Among other coaches already named for this year’s games are Kevin Canty (Bishop Fenwick) and Dave Wilbur (Beverly) in baseball; Stan McKeen (Peabody) and Katelyn Leonard (Swampscott) in girls basketball; and Dave Born (Swampscott) and Alan LaRoche (Ipswich) in boys basketball.

In girls soccer, Ken Leeder (Swampscott) and Tim Phelan (Austin Prep) are on board with two others still to be named. Boys soccer and softball are still to be determined.

Cicatelli relishes the opportunity to coach the elite players of the area.
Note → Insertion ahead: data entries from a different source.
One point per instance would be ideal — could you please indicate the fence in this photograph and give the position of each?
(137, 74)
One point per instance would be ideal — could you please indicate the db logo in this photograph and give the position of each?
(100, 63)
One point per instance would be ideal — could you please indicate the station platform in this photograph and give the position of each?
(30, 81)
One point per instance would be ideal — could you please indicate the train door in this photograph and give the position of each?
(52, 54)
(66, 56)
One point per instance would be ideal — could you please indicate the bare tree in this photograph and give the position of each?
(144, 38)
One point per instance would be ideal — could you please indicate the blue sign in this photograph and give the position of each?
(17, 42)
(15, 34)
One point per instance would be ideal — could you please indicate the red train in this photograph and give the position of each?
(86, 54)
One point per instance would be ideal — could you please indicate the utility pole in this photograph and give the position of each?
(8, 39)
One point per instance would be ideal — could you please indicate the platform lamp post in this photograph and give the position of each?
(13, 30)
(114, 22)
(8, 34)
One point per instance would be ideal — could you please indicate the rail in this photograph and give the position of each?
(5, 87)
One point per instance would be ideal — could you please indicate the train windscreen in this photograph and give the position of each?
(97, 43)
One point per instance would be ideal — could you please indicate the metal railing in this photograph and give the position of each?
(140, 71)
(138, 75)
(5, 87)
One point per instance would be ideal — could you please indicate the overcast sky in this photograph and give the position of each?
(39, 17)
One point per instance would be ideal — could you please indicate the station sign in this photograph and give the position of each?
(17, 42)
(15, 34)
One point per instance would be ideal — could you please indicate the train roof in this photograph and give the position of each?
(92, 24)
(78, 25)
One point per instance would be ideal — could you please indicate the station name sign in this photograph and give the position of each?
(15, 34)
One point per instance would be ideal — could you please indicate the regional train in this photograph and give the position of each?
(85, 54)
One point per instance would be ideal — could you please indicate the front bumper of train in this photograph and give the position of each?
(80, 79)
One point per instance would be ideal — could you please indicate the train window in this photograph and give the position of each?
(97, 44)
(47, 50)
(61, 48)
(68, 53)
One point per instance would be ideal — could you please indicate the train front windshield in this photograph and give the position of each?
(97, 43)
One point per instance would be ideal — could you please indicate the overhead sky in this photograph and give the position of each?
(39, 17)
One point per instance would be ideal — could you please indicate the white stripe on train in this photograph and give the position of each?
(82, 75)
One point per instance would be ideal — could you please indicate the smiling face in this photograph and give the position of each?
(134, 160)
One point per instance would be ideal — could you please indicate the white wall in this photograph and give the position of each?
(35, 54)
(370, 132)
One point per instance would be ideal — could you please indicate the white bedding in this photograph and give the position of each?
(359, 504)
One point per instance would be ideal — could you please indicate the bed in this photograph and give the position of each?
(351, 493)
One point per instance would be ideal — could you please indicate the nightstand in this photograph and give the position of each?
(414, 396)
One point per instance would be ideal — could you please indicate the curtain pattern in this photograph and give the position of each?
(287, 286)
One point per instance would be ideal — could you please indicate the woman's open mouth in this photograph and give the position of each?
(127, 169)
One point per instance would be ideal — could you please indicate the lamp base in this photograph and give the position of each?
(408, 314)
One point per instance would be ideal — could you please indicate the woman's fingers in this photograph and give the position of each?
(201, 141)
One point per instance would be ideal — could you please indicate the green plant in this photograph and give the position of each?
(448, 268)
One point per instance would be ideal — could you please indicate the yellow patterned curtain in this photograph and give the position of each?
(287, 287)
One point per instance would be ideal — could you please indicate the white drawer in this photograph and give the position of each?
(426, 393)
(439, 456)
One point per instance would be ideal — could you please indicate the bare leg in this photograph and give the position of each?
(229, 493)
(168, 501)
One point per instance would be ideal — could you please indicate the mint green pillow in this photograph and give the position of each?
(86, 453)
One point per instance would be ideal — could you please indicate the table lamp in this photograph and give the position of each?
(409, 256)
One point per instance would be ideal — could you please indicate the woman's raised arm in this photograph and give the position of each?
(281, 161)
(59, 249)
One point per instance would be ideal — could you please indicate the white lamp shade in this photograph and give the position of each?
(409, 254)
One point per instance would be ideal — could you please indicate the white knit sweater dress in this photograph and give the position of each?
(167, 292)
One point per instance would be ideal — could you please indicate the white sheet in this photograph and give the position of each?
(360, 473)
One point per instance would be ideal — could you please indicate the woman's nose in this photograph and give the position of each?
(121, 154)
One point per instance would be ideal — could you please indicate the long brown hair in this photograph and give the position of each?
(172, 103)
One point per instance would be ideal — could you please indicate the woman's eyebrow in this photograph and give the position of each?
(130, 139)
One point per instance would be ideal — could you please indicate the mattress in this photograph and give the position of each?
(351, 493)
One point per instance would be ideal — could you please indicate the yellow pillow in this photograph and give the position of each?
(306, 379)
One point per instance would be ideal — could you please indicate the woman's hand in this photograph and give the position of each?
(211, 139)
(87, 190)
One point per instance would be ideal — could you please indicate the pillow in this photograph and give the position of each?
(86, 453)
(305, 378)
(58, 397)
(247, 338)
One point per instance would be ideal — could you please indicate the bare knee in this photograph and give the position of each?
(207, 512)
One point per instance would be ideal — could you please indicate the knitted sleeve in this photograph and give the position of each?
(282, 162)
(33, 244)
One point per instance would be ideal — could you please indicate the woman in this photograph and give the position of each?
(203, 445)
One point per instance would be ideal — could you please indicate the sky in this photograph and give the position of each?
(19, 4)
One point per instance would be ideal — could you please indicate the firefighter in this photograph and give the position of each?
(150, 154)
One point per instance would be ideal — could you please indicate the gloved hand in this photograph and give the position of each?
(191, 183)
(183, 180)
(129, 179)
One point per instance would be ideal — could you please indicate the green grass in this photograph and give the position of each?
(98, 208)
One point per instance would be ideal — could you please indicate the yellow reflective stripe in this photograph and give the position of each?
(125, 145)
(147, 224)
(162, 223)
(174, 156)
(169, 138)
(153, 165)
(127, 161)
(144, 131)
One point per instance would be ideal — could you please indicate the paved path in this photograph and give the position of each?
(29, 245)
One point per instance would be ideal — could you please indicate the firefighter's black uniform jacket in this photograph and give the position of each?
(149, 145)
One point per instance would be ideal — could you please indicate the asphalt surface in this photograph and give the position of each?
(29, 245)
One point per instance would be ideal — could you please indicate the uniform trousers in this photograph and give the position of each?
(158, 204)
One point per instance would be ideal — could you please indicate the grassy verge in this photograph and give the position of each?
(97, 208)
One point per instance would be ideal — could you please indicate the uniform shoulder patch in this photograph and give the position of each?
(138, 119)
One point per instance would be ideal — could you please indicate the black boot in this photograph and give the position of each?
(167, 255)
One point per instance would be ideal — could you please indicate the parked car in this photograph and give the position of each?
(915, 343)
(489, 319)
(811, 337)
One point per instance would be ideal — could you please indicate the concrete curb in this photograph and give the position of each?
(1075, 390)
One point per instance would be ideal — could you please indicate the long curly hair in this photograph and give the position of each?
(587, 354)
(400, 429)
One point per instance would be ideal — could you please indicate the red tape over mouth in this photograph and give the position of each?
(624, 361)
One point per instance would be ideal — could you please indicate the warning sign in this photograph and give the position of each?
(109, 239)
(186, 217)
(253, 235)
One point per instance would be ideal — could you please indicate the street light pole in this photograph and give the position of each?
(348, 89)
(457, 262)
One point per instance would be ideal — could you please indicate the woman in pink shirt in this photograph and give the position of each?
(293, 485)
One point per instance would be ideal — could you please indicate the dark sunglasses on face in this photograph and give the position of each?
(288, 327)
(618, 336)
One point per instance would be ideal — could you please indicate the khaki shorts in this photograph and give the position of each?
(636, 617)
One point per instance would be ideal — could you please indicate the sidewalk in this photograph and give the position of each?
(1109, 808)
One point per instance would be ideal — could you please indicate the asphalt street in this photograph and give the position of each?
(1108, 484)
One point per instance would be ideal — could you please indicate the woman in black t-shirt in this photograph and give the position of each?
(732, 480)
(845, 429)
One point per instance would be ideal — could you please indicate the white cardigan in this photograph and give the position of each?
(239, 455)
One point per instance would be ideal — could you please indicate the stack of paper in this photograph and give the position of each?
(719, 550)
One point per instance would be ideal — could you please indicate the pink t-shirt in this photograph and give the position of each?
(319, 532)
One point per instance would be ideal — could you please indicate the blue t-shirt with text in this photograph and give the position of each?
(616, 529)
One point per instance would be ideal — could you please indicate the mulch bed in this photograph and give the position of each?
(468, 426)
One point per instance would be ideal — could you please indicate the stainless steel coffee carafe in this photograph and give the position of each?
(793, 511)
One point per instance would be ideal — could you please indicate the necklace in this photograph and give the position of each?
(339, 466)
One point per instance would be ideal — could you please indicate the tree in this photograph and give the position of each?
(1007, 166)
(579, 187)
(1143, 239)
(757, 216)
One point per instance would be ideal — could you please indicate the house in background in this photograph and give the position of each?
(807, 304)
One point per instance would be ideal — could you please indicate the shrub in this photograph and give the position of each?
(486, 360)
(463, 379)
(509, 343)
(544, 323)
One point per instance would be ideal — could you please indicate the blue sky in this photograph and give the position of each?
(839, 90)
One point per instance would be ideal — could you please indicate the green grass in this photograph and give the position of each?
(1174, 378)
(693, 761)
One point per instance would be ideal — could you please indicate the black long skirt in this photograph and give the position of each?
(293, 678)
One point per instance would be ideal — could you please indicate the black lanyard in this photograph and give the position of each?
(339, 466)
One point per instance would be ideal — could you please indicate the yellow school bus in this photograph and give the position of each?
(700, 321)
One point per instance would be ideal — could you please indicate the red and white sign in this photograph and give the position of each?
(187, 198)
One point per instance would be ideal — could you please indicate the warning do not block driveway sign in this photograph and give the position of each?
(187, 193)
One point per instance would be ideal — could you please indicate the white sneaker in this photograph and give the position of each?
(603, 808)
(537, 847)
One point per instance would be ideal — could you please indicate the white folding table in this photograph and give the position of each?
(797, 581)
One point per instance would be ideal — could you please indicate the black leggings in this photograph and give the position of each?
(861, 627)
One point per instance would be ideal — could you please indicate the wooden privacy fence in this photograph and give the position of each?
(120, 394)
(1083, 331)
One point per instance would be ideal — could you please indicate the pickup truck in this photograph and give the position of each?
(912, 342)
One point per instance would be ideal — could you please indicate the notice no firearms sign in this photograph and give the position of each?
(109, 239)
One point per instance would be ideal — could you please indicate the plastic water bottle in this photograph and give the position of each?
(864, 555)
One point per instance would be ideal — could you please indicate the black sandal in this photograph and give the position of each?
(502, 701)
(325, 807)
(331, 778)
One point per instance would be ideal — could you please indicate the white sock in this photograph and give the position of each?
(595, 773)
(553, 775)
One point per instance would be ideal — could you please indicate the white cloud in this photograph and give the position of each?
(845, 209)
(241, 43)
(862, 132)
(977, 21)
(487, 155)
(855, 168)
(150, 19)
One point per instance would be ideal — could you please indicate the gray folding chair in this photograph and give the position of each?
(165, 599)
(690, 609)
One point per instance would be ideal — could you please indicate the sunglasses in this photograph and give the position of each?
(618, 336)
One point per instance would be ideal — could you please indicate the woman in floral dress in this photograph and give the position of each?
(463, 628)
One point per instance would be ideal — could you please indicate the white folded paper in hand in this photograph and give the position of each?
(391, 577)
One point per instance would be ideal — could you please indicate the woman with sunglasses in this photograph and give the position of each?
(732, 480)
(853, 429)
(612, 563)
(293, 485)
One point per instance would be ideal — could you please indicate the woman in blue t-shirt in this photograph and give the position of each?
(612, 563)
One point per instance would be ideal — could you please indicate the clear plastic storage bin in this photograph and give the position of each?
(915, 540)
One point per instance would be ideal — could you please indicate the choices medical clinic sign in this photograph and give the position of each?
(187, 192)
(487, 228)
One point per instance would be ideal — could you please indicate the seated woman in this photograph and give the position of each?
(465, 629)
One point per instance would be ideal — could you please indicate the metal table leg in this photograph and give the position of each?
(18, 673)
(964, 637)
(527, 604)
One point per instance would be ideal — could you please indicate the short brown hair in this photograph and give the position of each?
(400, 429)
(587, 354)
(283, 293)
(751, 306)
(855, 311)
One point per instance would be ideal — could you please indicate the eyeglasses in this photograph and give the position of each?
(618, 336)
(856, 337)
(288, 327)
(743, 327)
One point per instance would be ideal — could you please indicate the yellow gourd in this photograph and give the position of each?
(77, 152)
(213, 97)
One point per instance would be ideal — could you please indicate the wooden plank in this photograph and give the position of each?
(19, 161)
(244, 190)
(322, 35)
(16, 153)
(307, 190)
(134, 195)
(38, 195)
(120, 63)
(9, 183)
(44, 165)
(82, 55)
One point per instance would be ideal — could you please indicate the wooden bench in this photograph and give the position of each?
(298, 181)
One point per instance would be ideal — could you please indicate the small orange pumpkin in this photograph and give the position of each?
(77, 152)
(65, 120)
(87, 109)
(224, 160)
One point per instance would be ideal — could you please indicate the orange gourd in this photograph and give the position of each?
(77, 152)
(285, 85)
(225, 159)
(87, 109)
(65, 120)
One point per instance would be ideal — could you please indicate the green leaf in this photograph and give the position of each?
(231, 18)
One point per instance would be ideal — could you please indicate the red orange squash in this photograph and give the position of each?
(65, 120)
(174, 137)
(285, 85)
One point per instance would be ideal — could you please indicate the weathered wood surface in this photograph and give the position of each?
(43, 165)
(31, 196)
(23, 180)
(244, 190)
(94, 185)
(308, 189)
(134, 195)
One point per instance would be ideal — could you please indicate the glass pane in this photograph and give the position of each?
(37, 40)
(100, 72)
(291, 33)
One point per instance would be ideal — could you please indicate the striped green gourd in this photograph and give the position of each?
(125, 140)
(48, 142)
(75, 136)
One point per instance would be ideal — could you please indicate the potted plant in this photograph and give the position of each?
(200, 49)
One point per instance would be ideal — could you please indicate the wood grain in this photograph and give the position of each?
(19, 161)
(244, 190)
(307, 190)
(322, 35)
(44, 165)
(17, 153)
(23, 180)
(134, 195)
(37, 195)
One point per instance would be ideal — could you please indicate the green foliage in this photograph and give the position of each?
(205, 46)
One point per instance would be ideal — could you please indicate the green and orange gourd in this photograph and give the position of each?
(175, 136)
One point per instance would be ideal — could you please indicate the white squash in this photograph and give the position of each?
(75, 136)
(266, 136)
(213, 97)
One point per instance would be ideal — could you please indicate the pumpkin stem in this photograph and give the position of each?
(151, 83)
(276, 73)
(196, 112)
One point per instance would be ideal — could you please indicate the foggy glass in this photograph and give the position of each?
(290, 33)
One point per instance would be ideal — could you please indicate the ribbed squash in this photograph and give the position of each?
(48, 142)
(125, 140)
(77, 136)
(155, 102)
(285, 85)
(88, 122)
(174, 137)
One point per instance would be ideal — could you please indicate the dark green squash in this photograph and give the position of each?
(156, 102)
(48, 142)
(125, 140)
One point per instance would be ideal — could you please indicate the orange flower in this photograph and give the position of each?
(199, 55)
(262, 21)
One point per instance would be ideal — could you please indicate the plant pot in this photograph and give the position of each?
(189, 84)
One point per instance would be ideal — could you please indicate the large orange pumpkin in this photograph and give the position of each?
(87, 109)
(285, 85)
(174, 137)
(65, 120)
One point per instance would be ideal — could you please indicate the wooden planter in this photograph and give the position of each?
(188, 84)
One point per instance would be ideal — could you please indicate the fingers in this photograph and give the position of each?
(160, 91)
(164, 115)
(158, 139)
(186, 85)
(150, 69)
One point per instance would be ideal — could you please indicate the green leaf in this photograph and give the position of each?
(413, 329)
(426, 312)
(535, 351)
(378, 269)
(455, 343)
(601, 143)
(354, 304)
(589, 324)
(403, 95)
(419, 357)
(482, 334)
“There’s nothing like meeting different kids from different areas,” he said. “You get a chance to coach some of the best kids from the area. It’s a coach’s dream, and it sounds very exciting.”

Cicatelli is also eager to showcase the newly-refurbished Della Russo Stadium, where the Agganis South team will practice beginning next week.

“We really want to show it off,” he said. “Also, we had a really nice season last fall, and we have a good group of all-stars ourselves.”

Even though he says Jim DelGaizo has to be considered the city’s best athlete ever (he played for Syracuse and the Miami Dolphins), he heard plenty about Agganis growing up.

“My God,” he said, “my father and my neighbor, all they talked about was Harry Agganis. It’s hard to believe the stuff the guy accomplished. He was quite the athlete and quite the person.

Wilbur is a football guy and a baseball guy, having coached at Salem High with Ken Perrone. As a kid growing up in Newburyport, he knew all about the Agganis legacy.

“When I was a kid, the Agganis game was the biggest football all-star game in the state,” he said. “Every great player in Eastern Mass., north and south of Boston, played in that game. There was always a big crowd. That’s the type of honor it was.”

Agganis, he said, “had that kind of a mystique, a lot like Tony Conigliaro — a guy whose promising career was cut short. He had a great life, but it was certainly short-lived.”

Wilbur said he agreed to coach the baseball game even though his son, Tom, is turning 20 on the same day.